La théorie démocratique classique affirme que la « citoyenneté » se développe là où il y a contestation, c’est-à-dire là où l’État cherche à extraire des ressources de la population (les impôts et le service militaire des hommes) et se heurte à une résistance de la population, ce qui rend nécessaire une sorte de règlement négocié. La « malédiction du gaz et du pétrole » explique grandement la faiblesse de la société politique et de la citoyenneté dans l’Algérie de ces dernières années. En tout cas, la solution que représentent les hydrocarbures en garantissant des revenus à l’État a permis de faire l’économie de la phase de négociation entre l’État et la société. Tu veux de l’argent contre ton silence ? Bouteflika a distribué aux jeunes un petit pactole en échange de leur indifférence.

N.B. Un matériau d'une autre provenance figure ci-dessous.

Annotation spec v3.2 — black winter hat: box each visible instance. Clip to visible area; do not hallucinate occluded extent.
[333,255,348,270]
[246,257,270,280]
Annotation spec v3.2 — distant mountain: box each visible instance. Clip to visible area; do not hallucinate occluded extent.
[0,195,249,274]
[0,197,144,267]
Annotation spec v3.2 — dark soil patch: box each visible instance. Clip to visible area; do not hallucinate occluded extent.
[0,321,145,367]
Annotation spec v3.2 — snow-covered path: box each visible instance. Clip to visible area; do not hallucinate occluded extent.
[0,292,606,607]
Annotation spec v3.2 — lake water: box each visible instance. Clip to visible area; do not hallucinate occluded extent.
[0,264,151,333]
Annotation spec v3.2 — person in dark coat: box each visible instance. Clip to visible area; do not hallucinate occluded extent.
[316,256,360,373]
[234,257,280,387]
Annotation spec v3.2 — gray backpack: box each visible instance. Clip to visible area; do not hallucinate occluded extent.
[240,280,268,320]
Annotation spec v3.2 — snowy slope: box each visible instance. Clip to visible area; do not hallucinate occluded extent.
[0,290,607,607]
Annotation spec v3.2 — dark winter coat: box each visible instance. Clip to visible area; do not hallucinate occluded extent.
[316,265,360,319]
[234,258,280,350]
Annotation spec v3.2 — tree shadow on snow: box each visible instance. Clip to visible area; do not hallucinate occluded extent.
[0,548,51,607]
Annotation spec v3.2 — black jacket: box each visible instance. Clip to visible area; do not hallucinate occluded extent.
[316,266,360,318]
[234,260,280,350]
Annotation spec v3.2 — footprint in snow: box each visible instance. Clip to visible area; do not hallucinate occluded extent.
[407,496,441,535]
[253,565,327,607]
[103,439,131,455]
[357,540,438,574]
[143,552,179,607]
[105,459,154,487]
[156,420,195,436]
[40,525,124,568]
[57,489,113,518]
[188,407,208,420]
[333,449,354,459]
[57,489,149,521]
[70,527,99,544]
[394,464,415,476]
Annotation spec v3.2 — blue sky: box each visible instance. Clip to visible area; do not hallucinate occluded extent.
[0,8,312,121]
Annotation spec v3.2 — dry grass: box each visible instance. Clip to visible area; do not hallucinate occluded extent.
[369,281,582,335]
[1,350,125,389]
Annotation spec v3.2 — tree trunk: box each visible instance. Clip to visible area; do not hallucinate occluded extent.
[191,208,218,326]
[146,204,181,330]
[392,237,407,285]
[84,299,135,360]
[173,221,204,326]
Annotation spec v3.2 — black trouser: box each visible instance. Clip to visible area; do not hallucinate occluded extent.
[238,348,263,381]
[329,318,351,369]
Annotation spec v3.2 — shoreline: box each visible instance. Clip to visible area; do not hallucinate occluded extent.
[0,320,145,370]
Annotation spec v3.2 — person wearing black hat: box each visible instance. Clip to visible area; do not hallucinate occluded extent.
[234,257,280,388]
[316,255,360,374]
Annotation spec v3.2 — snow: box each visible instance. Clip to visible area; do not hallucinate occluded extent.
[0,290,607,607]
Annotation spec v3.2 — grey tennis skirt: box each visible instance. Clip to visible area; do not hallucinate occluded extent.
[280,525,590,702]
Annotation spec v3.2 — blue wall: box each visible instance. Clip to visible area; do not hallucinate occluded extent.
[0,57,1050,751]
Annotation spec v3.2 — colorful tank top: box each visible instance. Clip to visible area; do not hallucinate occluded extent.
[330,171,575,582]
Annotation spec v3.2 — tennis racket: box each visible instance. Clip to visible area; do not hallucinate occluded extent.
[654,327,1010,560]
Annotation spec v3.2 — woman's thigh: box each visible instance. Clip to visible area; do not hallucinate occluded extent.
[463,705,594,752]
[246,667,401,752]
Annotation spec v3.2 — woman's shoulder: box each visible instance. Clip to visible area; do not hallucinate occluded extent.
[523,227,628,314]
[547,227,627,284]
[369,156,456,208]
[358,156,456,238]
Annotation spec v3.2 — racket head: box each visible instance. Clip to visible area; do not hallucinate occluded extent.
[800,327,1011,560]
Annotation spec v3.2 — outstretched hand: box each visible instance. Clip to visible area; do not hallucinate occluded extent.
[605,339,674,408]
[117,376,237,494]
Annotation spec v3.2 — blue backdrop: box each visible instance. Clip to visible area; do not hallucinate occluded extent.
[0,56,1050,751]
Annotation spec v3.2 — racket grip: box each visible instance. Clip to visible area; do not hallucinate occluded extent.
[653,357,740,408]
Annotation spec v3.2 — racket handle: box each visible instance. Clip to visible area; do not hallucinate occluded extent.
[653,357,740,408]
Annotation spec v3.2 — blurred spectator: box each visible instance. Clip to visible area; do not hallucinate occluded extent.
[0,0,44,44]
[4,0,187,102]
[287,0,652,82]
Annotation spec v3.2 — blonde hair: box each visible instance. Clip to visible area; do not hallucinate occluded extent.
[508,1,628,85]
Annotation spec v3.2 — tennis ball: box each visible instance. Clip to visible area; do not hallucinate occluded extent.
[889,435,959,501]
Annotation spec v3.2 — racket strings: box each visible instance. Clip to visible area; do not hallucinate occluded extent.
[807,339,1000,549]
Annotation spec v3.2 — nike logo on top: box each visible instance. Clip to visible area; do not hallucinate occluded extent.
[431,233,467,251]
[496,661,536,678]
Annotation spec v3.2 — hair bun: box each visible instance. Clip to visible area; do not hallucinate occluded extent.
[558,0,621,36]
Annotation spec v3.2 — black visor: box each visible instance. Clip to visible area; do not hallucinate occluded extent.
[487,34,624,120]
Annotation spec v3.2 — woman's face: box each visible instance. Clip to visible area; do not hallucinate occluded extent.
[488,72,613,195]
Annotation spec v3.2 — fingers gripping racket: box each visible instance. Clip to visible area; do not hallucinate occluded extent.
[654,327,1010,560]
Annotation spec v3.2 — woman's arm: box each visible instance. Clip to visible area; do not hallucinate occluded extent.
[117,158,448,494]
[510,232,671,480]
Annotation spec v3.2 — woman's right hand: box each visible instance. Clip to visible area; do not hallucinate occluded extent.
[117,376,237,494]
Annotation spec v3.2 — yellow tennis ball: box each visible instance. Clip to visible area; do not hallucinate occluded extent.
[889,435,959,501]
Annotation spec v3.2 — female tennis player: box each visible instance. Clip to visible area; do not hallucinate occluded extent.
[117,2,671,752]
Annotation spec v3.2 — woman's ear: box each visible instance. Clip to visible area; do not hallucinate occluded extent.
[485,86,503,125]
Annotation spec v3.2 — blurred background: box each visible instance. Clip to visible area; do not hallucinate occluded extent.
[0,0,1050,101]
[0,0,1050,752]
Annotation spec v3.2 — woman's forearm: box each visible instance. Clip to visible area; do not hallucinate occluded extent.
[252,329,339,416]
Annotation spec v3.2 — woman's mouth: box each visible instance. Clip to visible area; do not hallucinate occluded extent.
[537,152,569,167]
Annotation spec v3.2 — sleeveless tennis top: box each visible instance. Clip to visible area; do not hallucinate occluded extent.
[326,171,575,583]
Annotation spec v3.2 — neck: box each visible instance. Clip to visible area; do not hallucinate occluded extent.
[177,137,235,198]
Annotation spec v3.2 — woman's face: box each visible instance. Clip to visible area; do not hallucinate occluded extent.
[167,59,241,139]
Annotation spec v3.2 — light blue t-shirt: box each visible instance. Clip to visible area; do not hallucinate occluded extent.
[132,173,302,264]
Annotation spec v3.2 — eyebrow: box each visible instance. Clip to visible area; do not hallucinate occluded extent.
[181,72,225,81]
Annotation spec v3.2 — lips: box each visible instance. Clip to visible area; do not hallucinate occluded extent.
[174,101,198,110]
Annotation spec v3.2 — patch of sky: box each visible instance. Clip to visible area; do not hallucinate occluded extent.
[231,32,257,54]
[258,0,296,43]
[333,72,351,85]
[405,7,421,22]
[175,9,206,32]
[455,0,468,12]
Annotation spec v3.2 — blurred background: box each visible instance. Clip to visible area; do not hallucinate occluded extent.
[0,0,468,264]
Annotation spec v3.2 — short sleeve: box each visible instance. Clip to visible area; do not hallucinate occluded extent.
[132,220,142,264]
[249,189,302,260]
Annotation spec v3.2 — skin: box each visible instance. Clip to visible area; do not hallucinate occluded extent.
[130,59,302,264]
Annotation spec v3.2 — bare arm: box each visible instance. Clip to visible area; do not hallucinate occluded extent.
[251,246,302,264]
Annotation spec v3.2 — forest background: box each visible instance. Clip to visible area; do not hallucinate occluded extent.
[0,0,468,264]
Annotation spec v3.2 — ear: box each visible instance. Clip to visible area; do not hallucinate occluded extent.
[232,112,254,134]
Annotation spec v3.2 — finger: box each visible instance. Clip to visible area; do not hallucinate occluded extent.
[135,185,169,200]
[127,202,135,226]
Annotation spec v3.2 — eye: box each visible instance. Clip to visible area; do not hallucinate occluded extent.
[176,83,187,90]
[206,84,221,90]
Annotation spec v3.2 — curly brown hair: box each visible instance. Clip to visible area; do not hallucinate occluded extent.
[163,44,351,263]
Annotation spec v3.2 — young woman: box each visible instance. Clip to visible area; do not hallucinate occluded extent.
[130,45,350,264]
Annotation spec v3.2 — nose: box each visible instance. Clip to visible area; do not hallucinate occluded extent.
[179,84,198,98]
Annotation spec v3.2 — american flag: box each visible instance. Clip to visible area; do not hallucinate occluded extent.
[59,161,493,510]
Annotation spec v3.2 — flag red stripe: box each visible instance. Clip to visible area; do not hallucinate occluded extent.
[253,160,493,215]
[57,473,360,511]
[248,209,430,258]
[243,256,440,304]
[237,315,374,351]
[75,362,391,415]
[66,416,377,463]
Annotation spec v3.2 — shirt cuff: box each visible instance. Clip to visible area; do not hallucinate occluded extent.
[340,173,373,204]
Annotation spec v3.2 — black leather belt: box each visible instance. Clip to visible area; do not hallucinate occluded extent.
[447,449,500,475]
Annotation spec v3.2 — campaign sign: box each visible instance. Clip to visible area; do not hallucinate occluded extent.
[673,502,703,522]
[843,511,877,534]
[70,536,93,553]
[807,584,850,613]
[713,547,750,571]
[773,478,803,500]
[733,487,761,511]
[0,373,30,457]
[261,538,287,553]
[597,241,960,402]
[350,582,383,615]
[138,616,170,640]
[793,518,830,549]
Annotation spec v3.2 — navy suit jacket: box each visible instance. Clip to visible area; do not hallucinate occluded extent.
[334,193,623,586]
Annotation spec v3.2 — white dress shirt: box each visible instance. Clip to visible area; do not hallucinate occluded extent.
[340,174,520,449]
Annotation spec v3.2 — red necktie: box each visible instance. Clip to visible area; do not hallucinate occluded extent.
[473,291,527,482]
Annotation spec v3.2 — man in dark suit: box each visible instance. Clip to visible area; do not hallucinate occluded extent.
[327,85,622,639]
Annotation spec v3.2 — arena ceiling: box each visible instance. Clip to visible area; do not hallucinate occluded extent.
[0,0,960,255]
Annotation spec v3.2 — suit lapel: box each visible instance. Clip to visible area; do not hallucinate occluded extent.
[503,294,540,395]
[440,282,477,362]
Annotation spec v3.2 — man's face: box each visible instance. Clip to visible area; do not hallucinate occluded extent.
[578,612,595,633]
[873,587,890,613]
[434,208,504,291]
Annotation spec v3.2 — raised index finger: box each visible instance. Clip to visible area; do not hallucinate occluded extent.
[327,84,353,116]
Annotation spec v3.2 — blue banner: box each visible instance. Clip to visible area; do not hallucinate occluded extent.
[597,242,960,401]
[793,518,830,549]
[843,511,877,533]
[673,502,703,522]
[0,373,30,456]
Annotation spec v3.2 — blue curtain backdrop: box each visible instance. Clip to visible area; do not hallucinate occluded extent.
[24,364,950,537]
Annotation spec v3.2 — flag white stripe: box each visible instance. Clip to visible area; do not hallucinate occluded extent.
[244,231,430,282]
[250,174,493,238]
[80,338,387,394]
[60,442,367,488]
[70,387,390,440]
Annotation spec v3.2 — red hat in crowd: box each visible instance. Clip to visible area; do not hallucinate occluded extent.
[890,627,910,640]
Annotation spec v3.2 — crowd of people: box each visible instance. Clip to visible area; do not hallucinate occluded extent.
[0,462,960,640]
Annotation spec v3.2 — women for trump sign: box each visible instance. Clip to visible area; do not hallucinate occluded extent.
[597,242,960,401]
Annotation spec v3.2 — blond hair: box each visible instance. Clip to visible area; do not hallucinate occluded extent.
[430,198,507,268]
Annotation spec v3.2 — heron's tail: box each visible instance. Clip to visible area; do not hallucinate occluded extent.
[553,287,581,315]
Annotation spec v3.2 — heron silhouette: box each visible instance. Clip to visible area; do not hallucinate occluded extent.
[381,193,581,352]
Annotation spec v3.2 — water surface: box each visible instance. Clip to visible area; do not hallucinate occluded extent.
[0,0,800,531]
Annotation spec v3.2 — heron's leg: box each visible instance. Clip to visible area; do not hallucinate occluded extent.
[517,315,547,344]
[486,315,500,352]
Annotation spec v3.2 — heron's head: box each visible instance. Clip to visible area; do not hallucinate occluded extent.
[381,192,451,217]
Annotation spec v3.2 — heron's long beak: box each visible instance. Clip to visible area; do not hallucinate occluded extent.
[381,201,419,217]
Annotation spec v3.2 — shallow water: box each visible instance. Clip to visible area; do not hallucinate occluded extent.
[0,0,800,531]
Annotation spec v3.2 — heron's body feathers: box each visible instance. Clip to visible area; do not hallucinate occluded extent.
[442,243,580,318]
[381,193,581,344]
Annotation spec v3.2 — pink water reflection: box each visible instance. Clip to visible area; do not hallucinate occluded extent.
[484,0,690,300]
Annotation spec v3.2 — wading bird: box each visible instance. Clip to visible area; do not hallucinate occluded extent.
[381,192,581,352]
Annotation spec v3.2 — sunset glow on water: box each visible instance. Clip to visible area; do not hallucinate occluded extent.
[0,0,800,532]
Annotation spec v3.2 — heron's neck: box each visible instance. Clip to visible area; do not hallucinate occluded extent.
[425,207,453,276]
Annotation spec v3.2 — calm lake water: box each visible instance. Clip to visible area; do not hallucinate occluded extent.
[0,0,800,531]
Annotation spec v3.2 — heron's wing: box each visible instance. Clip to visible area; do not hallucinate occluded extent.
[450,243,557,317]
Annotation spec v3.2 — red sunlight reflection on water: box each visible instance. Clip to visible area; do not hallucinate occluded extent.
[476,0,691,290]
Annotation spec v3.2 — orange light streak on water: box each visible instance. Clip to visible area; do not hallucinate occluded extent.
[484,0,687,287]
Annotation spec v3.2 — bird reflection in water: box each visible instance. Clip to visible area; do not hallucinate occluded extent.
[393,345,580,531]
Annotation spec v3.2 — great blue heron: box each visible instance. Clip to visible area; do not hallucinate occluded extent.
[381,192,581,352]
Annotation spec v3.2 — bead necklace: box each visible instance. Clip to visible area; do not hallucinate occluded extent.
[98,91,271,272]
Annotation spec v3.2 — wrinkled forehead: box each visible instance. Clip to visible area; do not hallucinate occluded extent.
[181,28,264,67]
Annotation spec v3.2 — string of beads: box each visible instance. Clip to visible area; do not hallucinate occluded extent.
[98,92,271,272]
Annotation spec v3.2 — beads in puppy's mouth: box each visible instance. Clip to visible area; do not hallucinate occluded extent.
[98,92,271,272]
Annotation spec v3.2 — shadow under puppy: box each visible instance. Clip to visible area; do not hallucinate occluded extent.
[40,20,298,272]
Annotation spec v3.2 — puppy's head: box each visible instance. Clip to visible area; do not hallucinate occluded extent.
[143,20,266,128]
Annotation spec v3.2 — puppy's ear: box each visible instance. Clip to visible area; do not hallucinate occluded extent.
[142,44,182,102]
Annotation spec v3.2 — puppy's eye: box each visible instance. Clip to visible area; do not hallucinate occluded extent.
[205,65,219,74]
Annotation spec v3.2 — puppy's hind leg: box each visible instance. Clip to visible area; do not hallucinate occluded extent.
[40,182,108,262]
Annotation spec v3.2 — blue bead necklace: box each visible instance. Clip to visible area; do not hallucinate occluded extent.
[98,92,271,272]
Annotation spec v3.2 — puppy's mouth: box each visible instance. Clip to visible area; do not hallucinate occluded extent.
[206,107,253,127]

Des prêts devenus non remboursables dans la bouche du directeur de campagne Abdelmalek Sellal. « Utilisez cet argent pour vous marier »Sellal toujours qui annonce fièrement durant  la campagne présidentielle de 2014, aux gens de Mascara, une ville située à l’ouest du pays, réputée pour être la cité des calembours  :  « Dans les cinq prochaines années, nous transformerons Mascara en Californie ! » La Californie ! En cinq ans ! Pensez donc ! Los Angelès, Hollywood, San Francisco… Mais avec quels nouveaux moyens notre chef du gouvernement érigerait-il en cinq ans cette Californie qu’il n’aura pu édifier en 15 ans ? Cinq ans sont passés, le prix du baril a lourdement chuté et nulle trace de Californie à Mascara. Et l’Ansej exige le remboursement des allocations mises à la disposition des jeunes. E

st-ce un hasard si cette protestation qui a rempli la rue algérienne s’est produite au moment où les recettes pétrolières commencent à baisser ? Sans doute pas. En plus d’être inapte à diriger un pays, Bouteflika n’a  plus les moyens d’acheter la paix sociale.

En lieu et place de la Californie, il y eut la banqueroute financière, la décadence nationale, la peur de manquer de pain… Ils s’étaient emparés du pouvoir au nom de la loi du fusil, ils s’étaient proclamés monarques indéboulonnables, ils ont aboli la création et implanté l’inertie, ils ont tétanisé le lettré et promu l’ignorant puis ils ont fait un communiqué où ils annoncèrent la faillite nationale.